千歳駅から1キロほど離れた高架脇の敷地。見慣れないものがずらりと並んでいた。北海道ジェイ・アール都市開発が設置した移設可能なコンテナ型宿泊施設「JRモバイルイン千歳」だ。

中に入ってみると、テレビにベッド、電子レンジ、冷蔵庫、流し台、さらにはWi-Fiまでが完備された快適な空間が広がっていた。宿泊料は1泊1万円ほど。長期滞在にも対応できることから、ラピダスの工事に関わる企業からの問い合わせが寄せられているという。

製造したのは、建築業のアーキビジョン21(千歳)。コンテナ型宿泊施設は最大で4階建てまで設置可能で、外断熱工法を採用した木造建築物であることから、断熱性はもちろん気密性にも優れているという。

現在、ラピダス関連の工事を受注した企業からの引き合いが非常に多く、630人が居住できる施設を建設しているところ。需要は増え続ける一方で、さらなる増設を見込んでいる。

一方、工場稼働後を見据えた動きも。ラピダス関連の従業員を想定した共同住宅の整備も盛んに動き出している。市によると、今年度の建築確認申請件数は約40件の見通しで、昨年度の2倍以上になるという。

ラピダスの工場稼働後は、ビジネスで千歳を訪れる人も増えるとの見立てから、ホテルを増築する動きも出ている。ホテルクラッセステイ千歳を運営する日動(札幌)は、新たなマンションやホテルを今後、千歳市内で建設する可能性にも言及する。

国道36号と中央大通に挟まれた北信濃地区の一画。フランスベッド北海道工場があった場所では今、大規模な商業施設の整備が進む。定住人口の増加を見据え、食品スーパーのダイイチやホームセンターのDCM、サツドラ、無印良品といった店舗が入る商業棟ができることが決まっている。

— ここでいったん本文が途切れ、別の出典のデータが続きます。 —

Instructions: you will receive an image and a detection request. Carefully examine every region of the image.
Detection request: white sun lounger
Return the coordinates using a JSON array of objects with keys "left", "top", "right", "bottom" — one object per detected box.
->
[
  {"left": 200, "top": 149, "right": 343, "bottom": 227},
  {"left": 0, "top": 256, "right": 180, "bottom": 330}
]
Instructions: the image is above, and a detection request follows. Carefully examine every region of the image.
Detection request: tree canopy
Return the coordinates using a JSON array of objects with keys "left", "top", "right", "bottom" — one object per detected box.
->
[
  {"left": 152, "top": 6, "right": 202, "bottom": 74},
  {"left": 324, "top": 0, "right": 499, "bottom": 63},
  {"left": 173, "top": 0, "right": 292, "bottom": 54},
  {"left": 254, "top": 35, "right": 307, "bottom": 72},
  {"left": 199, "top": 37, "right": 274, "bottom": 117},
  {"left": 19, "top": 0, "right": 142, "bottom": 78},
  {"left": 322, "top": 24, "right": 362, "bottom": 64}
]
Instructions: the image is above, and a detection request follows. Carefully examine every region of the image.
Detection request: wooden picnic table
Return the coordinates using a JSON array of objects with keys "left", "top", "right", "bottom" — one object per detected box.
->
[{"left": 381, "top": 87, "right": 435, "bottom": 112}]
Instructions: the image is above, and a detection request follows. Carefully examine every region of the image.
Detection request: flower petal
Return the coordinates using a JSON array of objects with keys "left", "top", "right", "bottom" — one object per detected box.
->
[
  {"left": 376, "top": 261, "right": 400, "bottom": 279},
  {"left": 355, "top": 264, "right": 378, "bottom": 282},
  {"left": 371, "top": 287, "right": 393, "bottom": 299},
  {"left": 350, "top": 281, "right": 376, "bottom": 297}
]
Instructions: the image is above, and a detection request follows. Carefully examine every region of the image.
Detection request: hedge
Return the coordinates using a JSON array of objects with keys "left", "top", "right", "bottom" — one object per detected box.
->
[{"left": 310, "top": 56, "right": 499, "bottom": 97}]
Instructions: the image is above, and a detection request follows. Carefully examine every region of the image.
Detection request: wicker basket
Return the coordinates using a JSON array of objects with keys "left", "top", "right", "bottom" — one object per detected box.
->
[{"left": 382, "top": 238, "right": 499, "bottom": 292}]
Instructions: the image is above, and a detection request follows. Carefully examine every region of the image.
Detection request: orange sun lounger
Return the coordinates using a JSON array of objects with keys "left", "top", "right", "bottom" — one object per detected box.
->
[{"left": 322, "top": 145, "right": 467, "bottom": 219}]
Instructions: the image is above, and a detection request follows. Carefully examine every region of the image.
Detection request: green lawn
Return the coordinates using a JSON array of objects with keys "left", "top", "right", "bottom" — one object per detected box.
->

工場の工事が最盛期を迎えようとする中、近隣の自治体の期待も高まっている。厚真町では工場まで車で30分という好立地を売りとした大規模な宅地造成が始まろうとしている。既に苫小牧や千歳で働く人が町には多く定住していて、利便性の良さをさらにPRする方針だ。

恵庭は、工業団地造成の必要に迫られている。このほど道内外の半導体関連企業4000社を対象に行った調査で、約30社から「工場進出の可能性あり」との回答を得た。市の担当者は「どれぐらいの規模の工業団地をいつまでに設けるか、スピード感を持って協議する」と話す。

今回、ロケで千歳を訪れた日本経済新聞社札幌支社の高尾記者は、「各自治体がそれぞれ単独で事業を進めるのではなく、連携しあって対応する必要がある」と強調。そうすることが「ラピダス効果」を押し上げることにつながるとの考えを示した。